How to get log axes for a density plot with matplotlib?

How to get log axes for a density plot with matplotlib? - python

I am trying to make a 2D density plot (from some simulation data) with matplotlib. My x and y data are defined as the log10 of some quantities.
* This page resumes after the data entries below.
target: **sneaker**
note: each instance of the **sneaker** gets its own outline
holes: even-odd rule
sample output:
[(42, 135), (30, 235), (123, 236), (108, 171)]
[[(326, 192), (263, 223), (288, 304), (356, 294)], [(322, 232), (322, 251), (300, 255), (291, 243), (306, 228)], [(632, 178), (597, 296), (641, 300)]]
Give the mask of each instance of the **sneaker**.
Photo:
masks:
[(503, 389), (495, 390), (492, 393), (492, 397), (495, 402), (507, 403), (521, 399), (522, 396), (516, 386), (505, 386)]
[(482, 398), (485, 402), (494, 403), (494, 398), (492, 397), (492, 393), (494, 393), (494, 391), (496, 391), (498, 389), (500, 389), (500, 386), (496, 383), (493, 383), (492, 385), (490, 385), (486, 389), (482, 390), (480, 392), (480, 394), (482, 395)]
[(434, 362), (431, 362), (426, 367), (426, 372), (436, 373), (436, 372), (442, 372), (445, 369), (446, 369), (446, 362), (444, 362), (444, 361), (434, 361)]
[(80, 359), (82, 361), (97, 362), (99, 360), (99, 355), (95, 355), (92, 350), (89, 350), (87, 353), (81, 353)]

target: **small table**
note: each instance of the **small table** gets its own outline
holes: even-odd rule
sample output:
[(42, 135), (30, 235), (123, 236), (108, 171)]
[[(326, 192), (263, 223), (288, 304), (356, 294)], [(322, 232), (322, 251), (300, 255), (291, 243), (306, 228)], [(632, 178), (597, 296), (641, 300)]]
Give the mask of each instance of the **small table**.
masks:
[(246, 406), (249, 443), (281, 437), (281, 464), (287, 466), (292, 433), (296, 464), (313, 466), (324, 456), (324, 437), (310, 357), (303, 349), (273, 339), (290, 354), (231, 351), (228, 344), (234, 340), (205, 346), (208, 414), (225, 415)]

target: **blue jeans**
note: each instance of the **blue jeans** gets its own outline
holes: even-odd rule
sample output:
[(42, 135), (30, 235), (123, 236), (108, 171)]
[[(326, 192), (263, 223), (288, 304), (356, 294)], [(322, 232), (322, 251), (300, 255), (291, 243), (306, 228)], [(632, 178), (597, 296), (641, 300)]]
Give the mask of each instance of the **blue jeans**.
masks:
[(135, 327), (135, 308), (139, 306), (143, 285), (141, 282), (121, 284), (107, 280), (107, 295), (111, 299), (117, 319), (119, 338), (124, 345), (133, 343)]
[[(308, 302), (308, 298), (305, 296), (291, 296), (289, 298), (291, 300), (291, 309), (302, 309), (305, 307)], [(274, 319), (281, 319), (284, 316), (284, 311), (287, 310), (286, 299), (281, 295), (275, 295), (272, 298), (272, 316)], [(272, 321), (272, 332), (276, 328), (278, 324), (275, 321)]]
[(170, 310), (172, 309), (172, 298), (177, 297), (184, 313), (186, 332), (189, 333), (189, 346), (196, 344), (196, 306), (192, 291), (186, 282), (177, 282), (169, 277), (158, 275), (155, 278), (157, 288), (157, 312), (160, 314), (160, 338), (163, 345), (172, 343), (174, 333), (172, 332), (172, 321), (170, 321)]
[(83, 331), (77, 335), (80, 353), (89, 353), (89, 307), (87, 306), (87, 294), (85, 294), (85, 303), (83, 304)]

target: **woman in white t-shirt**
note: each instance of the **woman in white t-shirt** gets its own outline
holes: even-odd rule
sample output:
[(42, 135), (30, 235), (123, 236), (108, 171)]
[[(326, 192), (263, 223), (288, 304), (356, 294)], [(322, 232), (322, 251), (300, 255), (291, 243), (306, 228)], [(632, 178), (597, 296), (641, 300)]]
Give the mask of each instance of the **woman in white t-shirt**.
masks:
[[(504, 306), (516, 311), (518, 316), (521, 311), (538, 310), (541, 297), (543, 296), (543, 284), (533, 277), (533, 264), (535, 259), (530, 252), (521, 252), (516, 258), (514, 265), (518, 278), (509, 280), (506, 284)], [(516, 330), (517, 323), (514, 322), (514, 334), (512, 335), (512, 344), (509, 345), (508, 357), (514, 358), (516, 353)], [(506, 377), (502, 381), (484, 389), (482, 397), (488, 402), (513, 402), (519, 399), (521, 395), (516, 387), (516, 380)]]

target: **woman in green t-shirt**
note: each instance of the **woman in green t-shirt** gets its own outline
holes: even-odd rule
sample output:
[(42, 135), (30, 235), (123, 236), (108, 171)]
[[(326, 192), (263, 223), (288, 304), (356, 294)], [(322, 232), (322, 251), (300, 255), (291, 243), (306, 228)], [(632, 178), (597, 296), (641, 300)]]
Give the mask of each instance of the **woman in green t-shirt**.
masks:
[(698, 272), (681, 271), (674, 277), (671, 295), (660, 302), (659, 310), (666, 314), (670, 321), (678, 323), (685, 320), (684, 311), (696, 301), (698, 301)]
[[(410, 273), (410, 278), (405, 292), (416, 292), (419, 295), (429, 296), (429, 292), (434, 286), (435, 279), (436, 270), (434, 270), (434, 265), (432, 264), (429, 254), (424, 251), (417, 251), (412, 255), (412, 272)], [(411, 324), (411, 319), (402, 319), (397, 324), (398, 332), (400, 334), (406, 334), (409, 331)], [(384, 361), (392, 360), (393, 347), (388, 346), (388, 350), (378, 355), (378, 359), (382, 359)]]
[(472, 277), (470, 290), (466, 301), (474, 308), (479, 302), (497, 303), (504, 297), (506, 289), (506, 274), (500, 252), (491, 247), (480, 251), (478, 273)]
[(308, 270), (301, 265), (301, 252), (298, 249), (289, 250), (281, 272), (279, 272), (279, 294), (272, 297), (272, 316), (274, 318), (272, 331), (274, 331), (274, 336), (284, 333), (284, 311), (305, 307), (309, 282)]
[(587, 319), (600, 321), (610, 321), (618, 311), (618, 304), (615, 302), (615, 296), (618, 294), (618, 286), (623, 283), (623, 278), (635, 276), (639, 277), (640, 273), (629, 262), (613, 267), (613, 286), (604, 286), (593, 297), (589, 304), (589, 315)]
How can I get logarithmic axes (with log minor ticks)?
Here is an exemple of my code:
import numpy as np
import matplotlib.pyplot as plt
Data = np.genfromtxt("data") # A 2-column data file
x = np.log10(Data[:,0])
y = np.log10(Data[:,1])
xmin = x.min()
xmax = x.max()
ymin = y.min()
ymax = y.max()
fig = plt.figure()
ax = fig.add_subplot(111)
hist = ax.hexbin(x,y,bins='log', gridsize=(30,30), cmap=cm.Reds)
ax.axis([xmin, xmax, ymin, ymax])
plt.savefig('plot.pdf')

From the matplotlib.pyplot.hist docstring, it looks like there is a 'log' argument to set to 'True' if you want log scale on axis.
hist(x, bins=10, range=None, normed=False, cumulative=False,
bottom=None, histtype='bar', align='mid',
orientation='vertical', rwidth=None, log=False, **kwargs)
log:
If True, the histogram axis will be set to a log scale. If log is True and x is a 1D
array, empty bins will be filtered out and only the non-empty (n, bins, patches) will be
returned.
There is also a pyplot.loglog function to make a plot with log scaling on the x and y axis.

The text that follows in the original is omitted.